How a Biologist Became a Data Scientist

How I Transitioned from a Non-Technical Background into Data Science

In this article, I will share my experience on how I transitioned from a biologist to becoming a data scientist. This article is an expanded version from the original video on my YouTube channel, Data Professor:

Brief Look at My Academic Journey

So before we begin, perhaps a little bit about myself. I have been working in data science since 2004 when I was in my second year of PhD studies. By the year 2006, I had completed my PhD research thesis entitled Computer-aided molecular design for biological and chemical applications: Quantum chemical and machine learning approach. In a nutshell, my research lies at the interface of biology, chemistry and computer science whereby the fusion of these fields make it possible for me to explore the underlying origins of protein function and its modulation (i.e. inhibition or activation). Such understanding holds great implication for drug discovery, particularly in the discovery of novel bioactive compounds with therapeutic activity.

Fast forward to 2020, I am still using data science to make sense of data from biology, chemistry and medicine. Much of my work revolves around the discovery of drugs that exert promising modulatory property against diseases by specifically targeting target proteins of interest. This is performed by using machine learning to understand and reveal what specific features of drug-like molecules give rise to promising modulation of the target protein.

How Did I Start Data Science?

My data science journey started back in 2004. It was a time when the field was not yet called data science and the more popular term was data mining. I can vividly recall that the first data science project that I was working on was to predict the DNA splice junction sites. The primary data mining tool that I first started out using was a program called WEKA, which was developed by the University of Waikato. This software is a GUI software where we could click various buttons in order to import data, perform feature selection, normalize the data, remove missing data and also to build machine learning models. Some of the machine learning algorithms that I used include decision trees, linear regression, artificial neural network and support vector machine.

I initially started out as a user of the GUI-based data mining software and over time I began to gain awareness on some of the limitations and hurdles. Particularly, I noticed that the time that it takes to run the data mining workflow took a lot of time, specifically when I want to optimize learning parameters I would have to manually modify the parameter values in the program (i.e. imagine doing this for 100–1000 different parameter settings). After a few years, I felt the urge to learn how to automate these manual and mundane tasks.

The natural next step would be to grow to a programming language such as Python or R.

Learning to Code

Learning to code is indeed a challenging endeavor and quite difficult when coming from a non-technical background. Personally, I pretty much tried everything from reading books, tutorials, Stack Overflow, asking colleagues, etc. From my own learning experience, I discovered that if I use my own research problem as the basis for learning to code (i.e. instead of using the example data set) then it feels less of a burden. Because upon accomplishing the coding task, I will be immediately rewarded with the progression of my research project.
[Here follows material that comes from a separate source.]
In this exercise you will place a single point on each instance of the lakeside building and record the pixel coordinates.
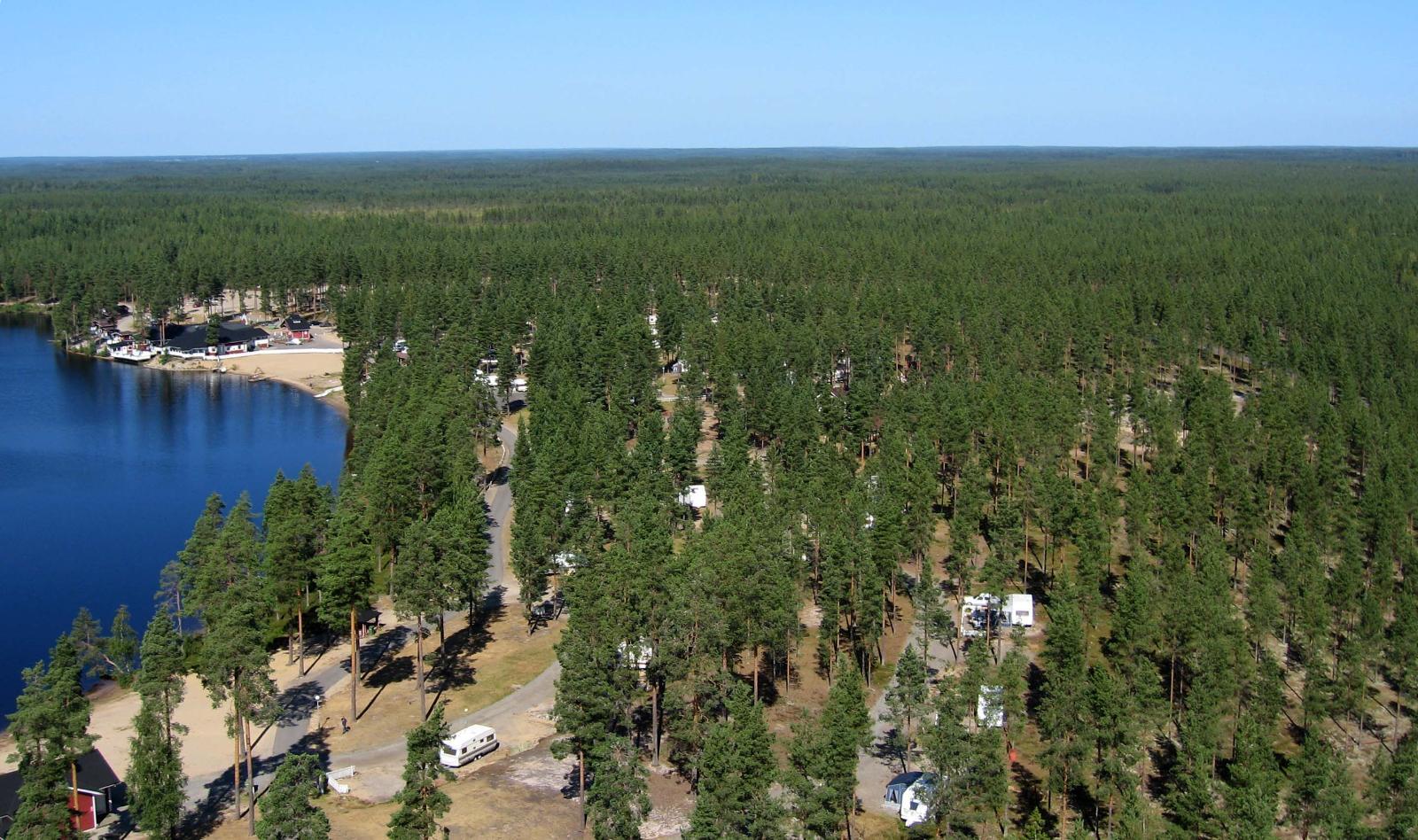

How I Break Coding Problems into Manageable Bits

Let’s say that I have a research problem that I wanted to solve, the first thing that I would do is to break down the problem into self-containing tasks (e.g. merge contents from specific columns from several Excel files into 1 file). To tackle this one problem, I would look into tutorials, Stack Overflow answers and also specific sections of coding books. So doing this repetitively over and over again led me to slowly grasp the coding concept and realize that it is not that tough and it is something that is attainable. As I solve more and more problems, I started to gain motivation and become confident in coding. By slowly building upon small, individual coding tasks has contributed to the accumulation of progress of the project and its eventual completion. At this stage, I have this great sense of satisfaction that I have coded a data science workflow that had significantly boosted productivity as well as time and cost saving. So what used to take six months to do may take only a couple of minutes by coding a solution using R or Python code. Come to think of it, being able to code is kind of like having super powers!

Coding = Super Powers

So if a biologist like me can learn coding then I believe that everyone can learn coding too. So with determination and practice, anyone can code.

How I Use Coding in My Research

As a Biomedical Data Scientist, I am faced with the challenge of trying to make sense of biomedical data. Often times, I will have to spend most of my time curating the collected data so as to pre-process the data for further meaningful analysis. As this task is very tedious and repetitive, I am glad that I am able to code a solution in R and Python (yes, I have coded 2 separate versions in these 2 languages) to programmatically pre-process the data so that it is of high-quality for further analysis. Aside from using coding for data pre-processing, I also use it to perform exploratory data analysis as well as machine learning model building. My favorite part of the data science workflow is the process of designing appropriate data visualization that will best convey the data story as much as possible.

Concluding Remarks

And there you have it, my story on how I transitioned from a non-technical background from being a Biologist to a Data Scientist. I hope this is helpful in giving you an idea on how you too can start on your own data science journey.